ちなみにヘルメス号は2度にわたる無茶な扱いに耐えかねてご臨終なされましたとさ
「いきなり話変わるけどお前らの遅刻理由聞いてなかったね」
「俺は寝坊だよ」
「普通過ぎて面白くないっす」
「まあ想像はついてたけどね」
「うるせえ、そういうお前らはどうなんだよ」
「迷子」
「監禁」
「なんだか聞き捨てなら無い言葉が聞こえてきた気がするんだが」
「気のせいだね」
「そうか気のせいっすか」
…………は?
「「監禁!?」」
「うむ、俺の姉は重度のブラコンってやつでね中々弟離れしてくれないんだよ」
思い返せばとんでもない姉だった。友達と遊びに行ったらどこに行ってたのと監禁され修学旅行から帰って来たらお姉ちゃんを1人にしないでと監禁され家にいてもずっと一緒だよと監禁され………流石に監禁されすぎだろ愛が重すぎるよ姉さん
「な、なんか遠い目してるっすよ」
「そっとしといてやろうきっと辛かった過去を思い出しているんだ。お前の迷子ってのは何なんだ?」
「言葉通りっすよ、ヘルメスの【因子持ち】なのに昔から方向音痴でして。いやーお恥ずかしいっす」
「別に不思議なことじゃないさ【因子持ち】だからって【因子】の中の人物の特性を全て得るわけじゃないだろ逆に【因子】に引っ張られて髪の色や体に異常が出る【因子持ち】がいるって話も聞くけどね」
「お、復活したか」
「なんとかね。まあ、気にすることはない第一にヘルメスの権能を全て得たりしたらそれこそ化物だね」
「ヘルメスは様々な事象を司る神っすからね」
「全ての権能を持って生まれてたらキャパオーバーで【神着】してたかもしれ無いんだラッキーだと思っとけよ」
【神着】というのは所謂、暴走のことで自分のキャパシティー以上の力を使い続けると【因子】が羽化して本物の神、英雄、化物が体に降ろしてしまうことがあるそうなった者は、例外なく周りに破壊を撒き散らしその力に耐えられず体が弾け飛ぶ、そうならないように訓練する場所が学園というわけだ。
「と、着いたね」
「長かったな」
「本当に、う、ううう、ヘルメス号ぅぅぅ!」
「まだ言うか!?」
「おい、小僧ども」
「ヘルメス号ぅぅぅぅぅぅ!!」
「泣くなって今度新しいの買いに行こう、な?」
「おい!」
「「ヘルメス号ぅぅぅぅぅぅ!!!」」
「増えやがった!?」
「小僧ども!!!」
「「「ふぁっ!?」」」
いつの間にかサル顔の優しそうなおっさんとサングラスを掛けたヒョロいのに背後を取られていた。
「おっさんたち誰っすか?」
「私たちはこの島の警備員のような者だよ。普段はそこの小屋で橋の番をしている。」
おっさんの指す方向には確かにこじんまりとした小屋が一軒建っていた。胸元には島の職員である事を表すネームプレートも付いているし嘘をついた不審者ではなさそ、あれ?この状況ってよっぽど俺たちの方が不審者なんじゃあ?

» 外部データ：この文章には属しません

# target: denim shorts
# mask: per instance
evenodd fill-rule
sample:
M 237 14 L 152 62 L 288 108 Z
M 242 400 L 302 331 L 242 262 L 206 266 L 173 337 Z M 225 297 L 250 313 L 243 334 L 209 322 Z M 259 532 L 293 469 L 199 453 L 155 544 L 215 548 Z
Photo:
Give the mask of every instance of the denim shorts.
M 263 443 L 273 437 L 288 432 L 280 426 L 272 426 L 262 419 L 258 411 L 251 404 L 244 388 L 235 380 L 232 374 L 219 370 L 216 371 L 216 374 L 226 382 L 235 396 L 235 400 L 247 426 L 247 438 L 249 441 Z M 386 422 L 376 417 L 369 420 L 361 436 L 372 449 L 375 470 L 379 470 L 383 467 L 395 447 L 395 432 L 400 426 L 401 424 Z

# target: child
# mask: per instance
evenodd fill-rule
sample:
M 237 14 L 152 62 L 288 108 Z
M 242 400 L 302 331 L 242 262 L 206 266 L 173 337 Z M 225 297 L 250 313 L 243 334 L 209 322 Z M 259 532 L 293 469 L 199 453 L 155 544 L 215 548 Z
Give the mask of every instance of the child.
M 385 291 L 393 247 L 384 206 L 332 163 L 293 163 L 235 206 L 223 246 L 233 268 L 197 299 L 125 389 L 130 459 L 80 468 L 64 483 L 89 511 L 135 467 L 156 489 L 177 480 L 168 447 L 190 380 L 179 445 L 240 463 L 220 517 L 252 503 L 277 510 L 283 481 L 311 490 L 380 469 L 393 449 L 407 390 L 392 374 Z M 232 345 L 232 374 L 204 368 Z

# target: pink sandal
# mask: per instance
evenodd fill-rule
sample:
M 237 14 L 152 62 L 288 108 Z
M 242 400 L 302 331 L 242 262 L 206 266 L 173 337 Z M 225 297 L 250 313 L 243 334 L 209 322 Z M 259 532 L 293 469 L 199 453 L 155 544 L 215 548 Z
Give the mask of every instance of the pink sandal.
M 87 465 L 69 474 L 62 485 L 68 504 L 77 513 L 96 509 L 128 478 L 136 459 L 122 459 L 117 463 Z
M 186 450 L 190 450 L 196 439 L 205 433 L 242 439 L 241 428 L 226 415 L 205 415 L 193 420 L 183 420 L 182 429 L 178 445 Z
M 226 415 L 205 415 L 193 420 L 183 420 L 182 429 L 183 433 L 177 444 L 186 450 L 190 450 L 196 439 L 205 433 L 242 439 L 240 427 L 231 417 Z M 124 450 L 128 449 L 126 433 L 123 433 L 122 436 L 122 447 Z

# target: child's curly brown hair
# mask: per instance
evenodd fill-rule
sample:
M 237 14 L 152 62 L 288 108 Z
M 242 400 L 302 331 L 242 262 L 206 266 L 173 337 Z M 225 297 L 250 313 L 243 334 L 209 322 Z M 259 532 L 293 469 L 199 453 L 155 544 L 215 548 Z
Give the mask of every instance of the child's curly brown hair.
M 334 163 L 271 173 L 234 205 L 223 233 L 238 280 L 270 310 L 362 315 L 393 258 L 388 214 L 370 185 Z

「確認だが君たちが入学式だというのに遅刻してきたという新入生君たちかい?」
「多分その新入生で間違いないね」
「その警備員さんが俺たちに何か用でも?」
「いや、用というほどの物ではないが君たちが来たのを確認したら連絡して欲しいと君たちの担任から頼まれていてね。おっと引き止めてすまないね。ようこそ高天原へ」
「良かったので?」
「何がだい?」
「あの小僧どもです。」
「良かったんだよ。人を怒るのは得意じゃないそれに……」
「それに?」
「彼らの担任は高橋女史だ」
「あいつら死ぬんじゃないですか?」
意気揚々と歩いていく3人の背中を見送りながらケルーヒョロい方ーと孫ーサル顔ーとの間でそんな会話が行われていたのを3人が知る由もなかった。
「この後どうするね?」
「とりあえず学園に行くべきっすよ」
「登校したことの報告もしなきゃならんからな」
「そうなるとあのでっかい建物だろうね」
そこは、塔がめちゃくちゃに乱立しメタリックな黒の光沢を放つ謎材質で壁を覆われたロボットアニメとかでありがちな動く巨大要塞を彷彿とさせる建物だった。
「これ本当に学園っすか?」
「間違いなく学園よ」
「グラウンドが普通なのが逆に怖いな」
「色々と理由があるの」
「地下に戦闘機が収納してあるって言われても納得してしまいそうだね」
「あら、よく分かったわね」
「「「………」」」
何なんだよこの島は、この島の住人は気配を断つのが必須スキルだとでも言うんですかね?いつからそこにいたのか分からないが目の前に立ってるのに声をかけられるまで気付かないってどんだけですか?そしてなんでこの眼鏡の似合うスーツ姿の女性怒りのオーラ的なものを放出してるの?怖い
「すごい怒ってるっすね」
「心当たりないんだけど」
「とにかく逃げることだけを考えるぞ。後ろに林があるの分かるか?あそこまで一気に走る3、2、1で走り出せ」
「「分かった(っす)」」
「行くぞ、3」(ダッ
「こ、このクソ野郎ども!」
図りやがったな!と振り返ったところで既に真座が地面に倒れていて今まさに大翔が殴り倒されるシーンが目に飛び込んで来た。それをしたスーツ姿の女性が何事もなかったかの様に自己紹介を始め
「自己紹介が遅れたわね。貴方たちの担任を務めることになった高橋よ。親しみを込めて高橋ちゃんと読んで欲しい」
柊至は、死んでたまるかという一心でその話を最後まで聞かず逃走を試みるもやはりいつの間にか回り込まれ顔面に拳が叩き込まれてあえなく御用。と、ここまでが冒頭のシーンに至るまでの経緯である。